Photography almost always centers on what you decide to show and what you decide to conceal. It’s like a game, where you hand out some clues, and you’ll have people figure out what it all might mean. As I wrote elsewhere, a photographer is like the person standing next to you who’ll whisper something into your ear to make you react. Mind you, your reaction might not be what the photographer had in mind (the idea of the photographer’s intent driving the meaning is very flawed); but at the very least there is a tacit agreement about the ground rules. Without these rules, the game of course wouldn’t work; and the fact that we know the rules while often being seemingly unaware of them only adds to the enjoyment that can be had with photographs.

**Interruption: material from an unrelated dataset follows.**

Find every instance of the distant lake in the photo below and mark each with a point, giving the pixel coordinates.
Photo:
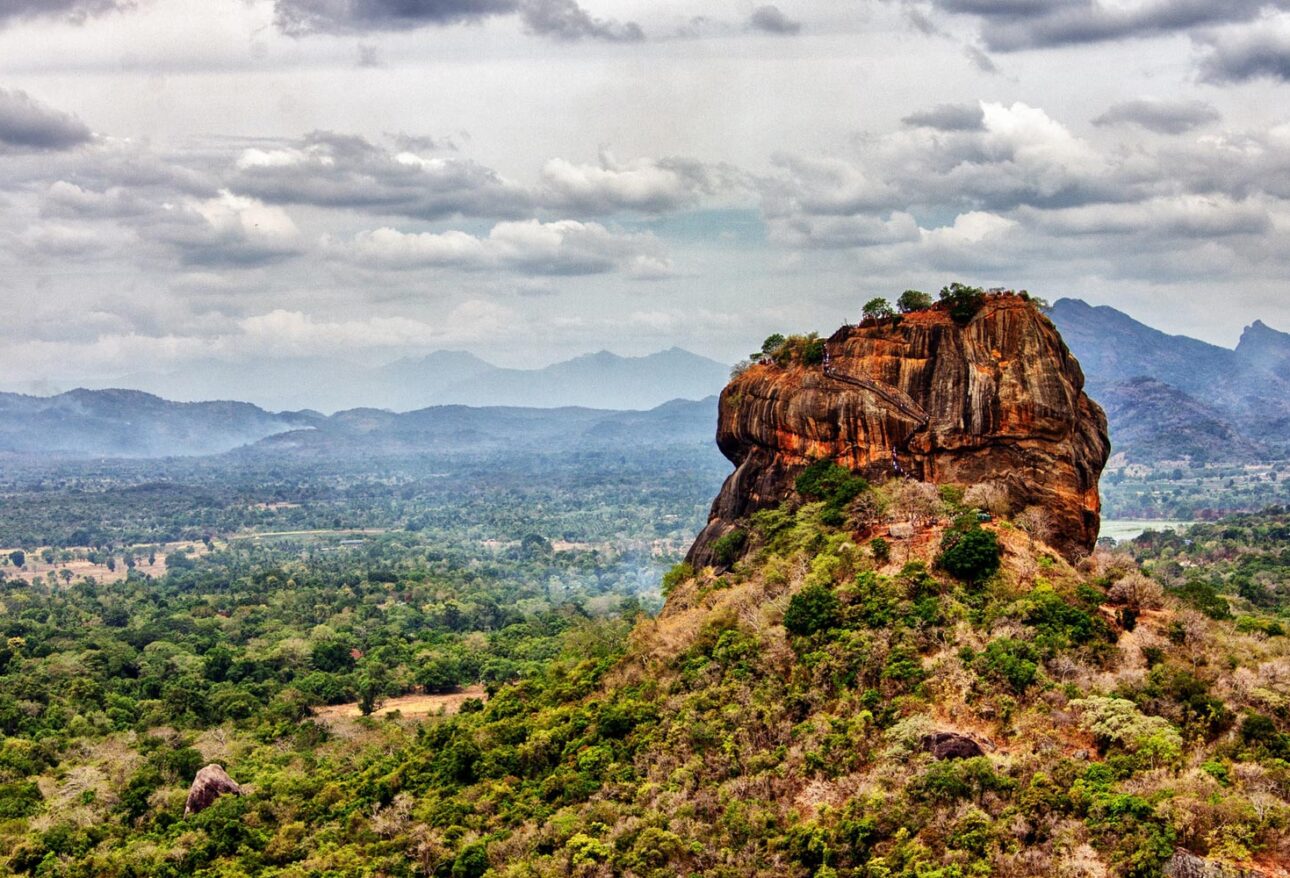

If you know the rules, you can even play your games with the rules. You can pretend to follow some rules, while in reality working with very different ones. You can start playing your own games with people’s expectations. Doing this well is tricky, because it relies on your audience being visually literate enough to get what’s going on. One of the risks is always to produce something that’s little more than an insider’s game, little more than an exercise for a group that might be too much in love with its own cleverness (this is my problem with New Formalism photography that, sadly, is so en vogue these days). So things can’t become too self-referential. There have to be enough hints at other possibilities. There has to be an openness to something that’s beyond the photographer’s control.
There are a lot of things that are being hinted at in Sandy Volz‘s Me and the Others. As is always the case with photographs that don’t give much information, things can get very confusing. In the photograph above, there is a person’s head, but we only get to see its back, in particular the long hair that is flowing over what initially looks like a couch. But is it really a couch? If it’s not a couch then what is it? (And does this matter? If yes, why?) The rest of the frame is pitch black. This is not how we tend to see things in real life. Very few people spend their time in rooms so large that a flash will clearly illuminate something, yet leave the background completely in the dark.
So what does this mean then?
Well, what do you want it to mean?
We aren’t shown the faces of the people depicted in Me and the Others. Yet we are close enough to see them clearly, and they’re engaged in all kinds of activities. The process of photography always involves the transformation of a viewer into a participant. In fact, this is the very reason why there has been so much hand wringing about the medium and its supposed cruelty: I don’t think we’d worry so much about the medium if we didn’t feel we’d be made, let’s face it, complicit.
Now isn’t that the greatest medium you could imagine, a medium so powerful that it makes its viewers feel they are almost responsible for what they see, when in reality they’re not? It gets even better: Photography shows us things that we wouldn’t have seen, yet we still feel complicit.
Somehow, we feel as if we had something to do with the people in Me and the Others, as if what they’re engaged in had something to say about us, our status, our relationship to these strangers. We want these images to mean something, possibly something very specific, but they don’t seem to conform. They make us feel something entirely different (the point here cannot be to try to narrow down what we are led to feel).
That is how a lot of photography operates, much to our chagrin. That is where many (most?) of those controversies about photography originate: We want one thing, yet we are given another. So it’s the photographer’s fault that the world doesn’t conform to our (internal) world of make believe! It’s the medium’s fault! It’s cruel! It exploits its subjects!
Mind you, there is something to be taken from what photographs make us feel and think, there is something to be taken from our comfort or discomfort. Photographs are taken from the world, but they are not the world. Instead, they’re snippets from the world, whispered into our ears with the knowledge that they’ll push our buttons.
Oh, and do they push those buttons alright!